Examples of this invention will be given below.

<Example> Cr 25%, CO 18%, balance Fe(y) alloy 120
After solution treatment at 0°C, hot rolling was performed at 950-1050°C to a thickness of 2cm, and then cold rolling to a thickness of 0.8cm.

Next, a cobalt magnet piece of 16φ x BW was punched out from the rolled material by cold punching, and 20 pieces of this were laminated to form a 16 mm long magnet block.

This block was aged in a magnetic field at 650°C for 60 minutes,
Subsequently, it was cooled from this temperature to 500°C at a cooling rate of 5°C/Hr, and held at 500°C for 10 hours.

After cooling to room temperature, this block was magnetized in the longitudinal direction by a normal magnetization method to form a bipolar magnet.

When this magnet was used in place of a conventionally cast magnet, a 5-10% increase in torque was obtained.
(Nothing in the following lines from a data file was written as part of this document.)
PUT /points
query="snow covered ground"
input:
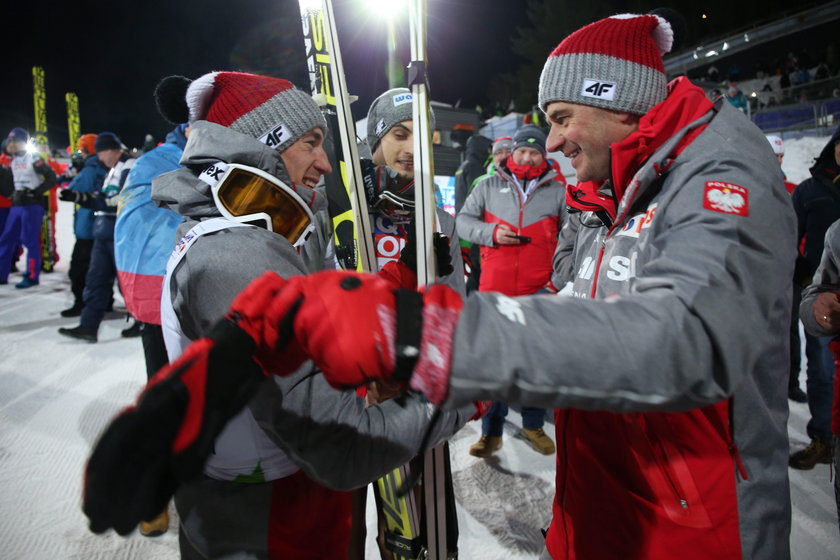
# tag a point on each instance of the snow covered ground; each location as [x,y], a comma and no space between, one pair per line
[56,395]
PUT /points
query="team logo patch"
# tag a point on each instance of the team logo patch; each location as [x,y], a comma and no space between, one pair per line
[726,198]
[634,226]
[276,136]
[213,173]
[380,126]
[402,99]
[598,89]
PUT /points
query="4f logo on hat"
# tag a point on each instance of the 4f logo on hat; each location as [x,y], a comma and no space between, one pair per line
[402,99]
[598,89]
[726,198]
[275,136]
[380,127]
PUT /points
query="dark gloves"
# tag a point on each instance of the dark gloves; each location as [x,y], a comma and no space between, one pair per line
[69,195]
[149,449]
[443,257]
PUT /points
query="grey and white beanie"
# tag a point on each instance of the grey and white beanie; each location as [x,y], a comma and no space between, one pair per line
[270,109]
[614,63]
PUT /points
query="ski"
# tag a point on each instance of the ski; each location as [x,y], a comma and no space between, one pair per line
[344,187]
[49,255]
[440,516]
[354,237]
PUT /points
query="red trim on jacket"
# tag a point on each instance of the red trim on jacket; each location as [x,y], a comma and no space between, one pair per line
[519,269]
[667,484]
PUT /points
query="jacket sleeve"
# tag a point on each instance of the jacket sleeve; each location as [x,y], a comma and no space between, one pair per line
[563,261]
[470,221]
[710,295]
[826,279]
[7,184]
[336,440]
[88,180]
[456,279]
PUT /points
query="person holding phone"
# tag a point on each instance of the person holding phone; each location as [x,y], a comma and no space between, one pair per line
[515,215]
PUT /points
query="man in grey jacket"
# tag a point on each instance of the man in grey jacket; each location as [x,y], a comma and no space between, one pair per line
[820,314]
[265,484]
[667,369]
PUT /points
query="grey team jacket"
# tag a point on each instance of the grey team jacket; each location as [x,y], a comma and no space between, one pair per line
[691,307]
[316,425]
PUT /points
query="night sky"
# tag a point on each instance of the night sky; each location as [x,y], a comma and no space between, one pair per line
[112,54]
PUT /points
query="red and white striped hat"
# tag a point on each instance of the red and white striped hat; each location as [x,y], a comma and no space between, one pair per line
[270,109]
[614,63]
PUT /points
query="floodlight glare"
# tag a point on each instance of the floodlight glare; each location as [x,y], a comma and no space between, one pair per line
[386,8]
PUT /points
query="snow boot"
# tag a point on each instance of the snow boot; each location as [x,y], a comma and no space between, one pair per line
[818,451]
[132,331]
[486,446]
[538,440]
[157,526]
[81,332]
[27,282]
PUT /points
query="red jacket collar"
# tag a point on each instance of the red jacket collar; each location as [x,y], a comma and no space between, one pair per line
[685,104]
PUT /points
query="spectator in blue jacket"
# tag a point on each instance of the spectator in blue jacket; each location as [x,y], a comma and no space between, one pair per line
[88,181]
[99,282]
[817,204]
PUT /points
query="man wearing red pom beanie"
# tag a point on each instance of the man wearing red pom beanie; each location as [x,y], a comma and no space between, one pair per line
[667,369]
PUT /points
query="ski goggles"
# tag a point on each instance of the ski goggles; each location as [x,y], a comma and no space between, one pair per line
[250,195]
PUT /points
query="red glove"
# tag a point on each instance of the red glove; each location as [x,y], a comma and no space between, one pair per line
[267,320]
[149,449]
[356,328]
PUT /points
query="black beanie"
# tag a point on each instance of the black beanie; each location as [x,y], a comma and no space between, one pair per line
[107,141]
[530,135]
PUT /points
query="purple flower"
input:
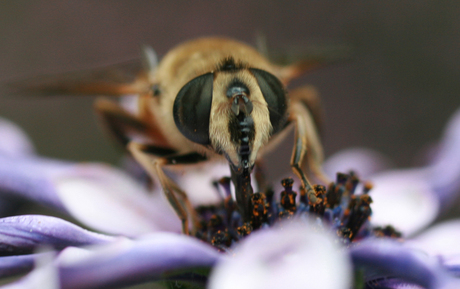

[Brief explanation of drawings]

Fig. 1 is a perspective view of a conventional stator magnet, Fig. 2 is a plan view showing a blank plate and a stator piece from which a stator piece according to an embodiment of the present invention is obtained, and Fig. 3 is a plan view showing a stator piece. FIG. 4 is a perspective view showing a laminated integral body, and a plan view of a coreless motor using stator magnets according to the present invention. Patent applicant Matsushita Electric Works Co., Ltd. Representative patent attorney Toshimaru Takemoto (and 2 others)

Claims (1)

[Claims] (11L When manufacturing chromium and cobalt-based stator magnets, iron, chromium, and cobalt are melted to obtain an ingot, this ingot is solution-treated, and then cold pressure is applied to obtain a blank plate. A blank piece is obtained from a blank plate through a punching process,
Laminate several of these pieces and sew them together to form a single piece.
A method for manufacturing a stator magnet characterized by subjecting this one piece to an aging treatment and then magnetizing it.